A health care credit card issuer has agreed to change the way it promotes and runs its card program, New York state officials said today.
New York Attorney General Eric Schneiderman said CareCredit L.L.C., a unit of GE Capital Retail Bank, is entering into a settlement agreement with Schneiderman’s office.
State officials have not yet posted the settlement agreement online, and representatives from GE Capital and CareCredit were not immediately available to comment on the announcement.
GE Capital is one of many credit card issuers that has set up health care card businesses in recent years. The typical card program offers a low interest rate, or no interest rate, for consumers who can pay off the entire balance within three months to 18 months. After the initial promotional period ends, a consumer may have to pay an annual percentage rate ranging from about 12 percent to about 26 percent, according to CreditCards.com.
Physicians, hospitals and other health care providers — including dentists, chiropractors and veterinarians — have been encouraging consumers to use health care credit cards to fill coverage and savings gaps.
Consumer finance specialists at organizations like Consumers Union questioned whether the health card issuers and promoters were giving consumers enough information about what would happen when the initial promotional rate period ends. Some card programs surprised consumers by applying the regular high interest rate retroactively, to the entire promotional-rate period, when the promotional-rate period ended, the group said.

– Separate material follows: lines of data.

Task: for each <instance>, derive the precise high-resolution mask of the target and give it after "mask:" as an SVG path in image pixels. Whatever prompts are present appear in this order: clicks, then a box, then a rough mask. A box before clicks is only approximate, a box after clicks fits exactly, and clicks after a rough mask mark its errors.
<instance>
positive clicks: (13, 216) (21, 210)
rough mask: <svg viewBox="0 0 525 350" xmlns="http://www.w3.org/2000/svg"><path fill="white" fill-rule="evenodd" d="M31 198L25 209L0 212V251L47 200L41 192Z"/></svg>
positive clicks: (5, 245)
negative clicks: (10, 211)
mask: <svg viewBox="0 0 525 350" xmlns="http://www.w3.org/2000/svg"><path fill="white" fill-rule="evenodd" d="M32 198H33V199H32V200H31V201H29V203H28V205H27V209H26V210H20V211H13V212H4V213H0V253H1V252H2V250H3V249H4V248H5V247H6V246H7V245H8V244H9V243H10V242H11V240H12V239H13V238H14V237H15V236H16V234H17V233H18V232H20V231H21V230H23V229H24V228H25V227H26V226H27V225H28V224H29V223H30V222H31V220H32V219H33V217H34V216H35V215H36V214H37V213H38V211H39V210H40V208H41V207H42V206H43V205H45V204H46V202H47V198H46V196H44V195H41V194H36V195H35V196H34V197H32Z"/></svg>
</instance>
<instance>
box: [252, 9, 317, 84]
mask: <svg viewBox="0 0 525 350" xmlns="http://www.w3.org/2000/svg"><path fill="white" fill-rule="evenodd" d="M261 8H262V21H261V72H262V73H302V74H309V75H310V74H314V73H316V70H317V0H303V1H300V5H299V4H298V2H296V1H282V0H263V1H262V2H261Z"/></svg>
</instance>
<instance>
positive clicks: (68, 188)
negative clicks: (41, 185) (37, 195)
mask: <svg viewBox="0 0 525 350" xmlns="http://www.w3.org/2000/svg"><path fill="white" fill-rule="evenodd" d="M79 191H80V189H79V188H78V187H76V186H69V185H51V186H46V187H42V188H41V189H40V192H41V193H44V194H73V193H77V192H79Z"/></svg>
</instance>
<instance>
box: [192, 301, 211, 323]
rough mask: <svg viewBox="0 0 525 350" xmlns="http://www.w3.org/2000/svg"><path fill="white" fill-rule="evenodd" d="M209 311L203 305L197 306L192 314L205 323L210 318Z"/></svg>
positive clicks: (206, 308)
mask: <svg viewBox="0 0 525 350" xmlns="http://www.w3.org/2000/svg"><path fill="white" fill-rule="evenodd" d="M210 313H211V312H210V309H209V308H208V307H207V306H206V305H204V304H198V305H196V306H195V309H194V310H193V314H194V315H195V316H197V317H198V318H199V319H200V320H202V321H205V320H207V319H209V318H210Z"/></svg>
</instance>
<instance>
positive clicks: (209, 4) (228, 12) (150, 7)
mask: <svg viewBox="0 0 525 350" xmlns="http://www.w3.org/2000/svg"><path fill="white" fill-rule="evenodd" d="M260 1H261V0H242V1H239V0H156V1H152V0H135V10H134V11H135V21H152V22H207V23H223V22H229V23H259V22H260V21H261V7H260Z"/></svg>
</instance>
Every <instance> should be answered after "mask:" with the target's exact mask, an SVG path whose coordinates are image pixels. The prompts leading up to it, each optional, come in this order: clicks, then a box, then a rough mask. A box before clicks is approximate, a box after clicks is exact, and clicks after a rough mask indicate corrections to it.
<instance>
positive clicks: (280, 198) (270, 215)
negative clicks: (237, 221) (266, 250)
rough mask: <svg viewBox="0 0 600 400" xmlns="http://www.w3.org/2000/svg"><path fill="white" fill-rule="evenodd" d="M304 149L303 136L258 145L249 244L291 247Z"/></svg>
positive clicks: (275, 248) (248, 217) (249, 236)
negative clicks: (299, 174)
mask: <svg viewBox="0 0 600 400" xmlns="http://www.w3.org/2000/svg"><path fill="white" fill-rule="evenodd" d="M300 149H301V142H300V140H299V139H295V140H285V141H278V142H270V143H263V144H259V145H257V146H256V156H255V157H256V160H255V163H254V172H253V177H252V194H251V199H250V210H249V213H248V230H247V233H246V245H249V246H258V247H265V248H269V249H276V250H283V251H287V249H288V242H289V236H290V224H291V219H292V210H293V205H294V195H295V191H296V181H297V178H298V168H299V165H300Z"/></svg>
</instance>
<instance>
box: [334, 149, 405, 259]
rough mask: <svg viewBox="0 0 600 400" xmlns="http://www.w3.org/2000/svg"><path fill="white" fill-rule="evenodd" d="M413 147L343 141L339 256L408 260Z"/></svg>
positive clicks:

The New York state attorney general’s office began looking into the matter in August 2010. Officials said at the time that they had issued subpoenas to two card issuers in addition to GE Capital and to 14 dental clinics and non-dental health care clinical that had helped promote the cards.
Officials said they had received hundreds of complaints from consumers about health care credit cards.
The CareCredit cards can charge a rate over 26 percent when their promotional-rate periods end, New York officials said in the announcement of the new settlement agreement.
About 65 percent of CareCredit card holders apply for the card while they are in a provider’s office, and GE Capital gives providers an incentive to offer the card by paying the providers in full within 48 hours after the card holders have put care expenses on their cards, officials said.